Tunicate culture media (TCM) forulations
Formulated two versions of tunicate culture media (TCM) to evaluate whether it would be better to use a higher dose of antibiotics relative to what is described in
Version 1 TCM This version of TCM follows the instructions in the linked notebook post. Contains the following ratios of solution:
- 63.5% L-15 media
- 30.2% concentrated filtered seawater (FSW)
- 3.3% fetal bovine serum (FBS)
- 1.4% HEPES (20 mMol/L stock)
- 1.4% Penicillin-Streptomycin (100x stock)
- 0.1% Amphotericin B (250 ug/mL stock)
Version 2 TCM
This version of TCM follows the instructions of it’s linked post with the following ratios of solutions:
- 63.8% L-15 media
- 30.5% concentrated filtered seawater (FSW)
- 3.5% fetal bovine serum (FBS)
- 1.4% HEPES (20 mMol/L stock)
- 0.7% Penicillin-Streptomycin (100x stock)
- 0.07% Amphotericin B (250 ug/mL stock)
Colony information
I dissected buds from two colonies collected on 4/20/23.
| ID | sampling_location | stage_dissection | dissection_date | num_buds_extracted |
|---|---|---|---|---|
| DM20230420_01 | De Moines Marina (DM) | A1 | 04-21-2023 | 60 |
| DM20230420_02 | De Moines Marina (DM) | A2 | 04-21-2023 | 30 |
Overview of dissection workflow
The overall protocol followed can be viewed in the this notebook post.
Most notably:
- Colonies were kept in ASW-G (0.05% gentamicin) for 21 hours prior to dissection.

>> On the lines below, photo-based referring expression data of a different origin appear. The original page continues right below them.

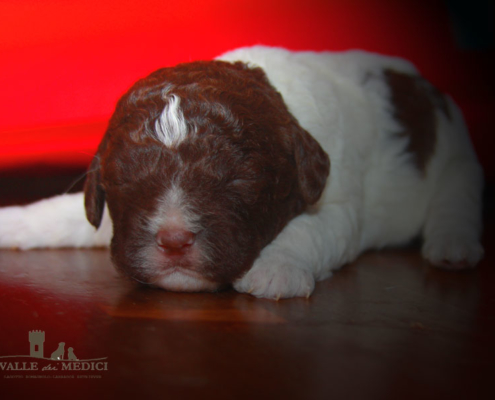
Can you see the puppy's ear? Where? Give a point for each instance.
(313, 165)
(94, 195)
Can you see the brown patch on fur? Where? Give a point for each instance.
(415, 101)
(246, 167)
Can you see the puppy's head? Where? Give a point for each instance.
(202, 165)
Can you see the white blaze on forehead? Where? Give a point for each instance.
(173, 212)
(171, 127)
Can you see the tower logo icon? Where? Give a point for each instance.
(36, 340)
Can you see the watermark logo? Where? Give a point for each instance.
(60, 360)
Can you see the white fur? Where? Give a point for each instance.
(171, 127)
(375, 195)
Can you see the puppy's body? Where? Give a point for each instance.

- ASW-PSA the solution was reduced to 0.1% Amp B & 1% Pen-Strep as described in that notebook post.
- Colonies were not tied to glass slide or substrate during the dissection process but were instead free floating in the ASW-PSA dissection solution.
Schematics
Here the blue color coded buds in wells 1-3 of both plate 1 and 2 are from colony DM20230420_01, whereas the orange color coded buds are from colony DM20230420_02. Plate 1 contains the “lower” dosage of antibiotics while Plate 2 contains the “higher” dosage. Furthermore, for colony DM20230420_01, wells were seeded with twice as much tissue to see if tissue density had an effect on the growth rate of epithelial cells.
Colony DM20230420_01 just prior to dissection
Here we see that the colony is in stage A2. For the purposes of following the protocol, we are disregarding the ideal stage.
Cell morphology right after explanting tissue
In order to get a reference of the tissue prior to cell growth I took a few example images. Below we see that the tissue forms what appears to be a monolayer in the sense that the tissue is thin and somewhat transparent.
3 days post explant (dpe) monolayer growth and possible contamination
Three days after seeding the tissue, cell growth and contamination were qualitatively evaluated using the Evos XL Core inverted microscope.
Most notably:
- All wells from plate 1, with the lower dosage of antibiotics all had an unidentifiable but relatively dense distribution of spherical green clumps of cells. \
- Colony DM20230420_02 put out monolayer growth in several wells but most frequently in the last seeded well. I believe this was influenced by the differences in holding time in the ASW-PSA solution between removal from the tunic and seeding onto the plate. A reduced amount of time outside of a cellular context whether that be in vivo or in vitro influenced the ability for tissue pieces to put out monolayers.
As seen in the image the monolayer growth is distinct from the original tissue in its consistent cell shape, transperency, and dynamic appearance of ‘movement’ outwards.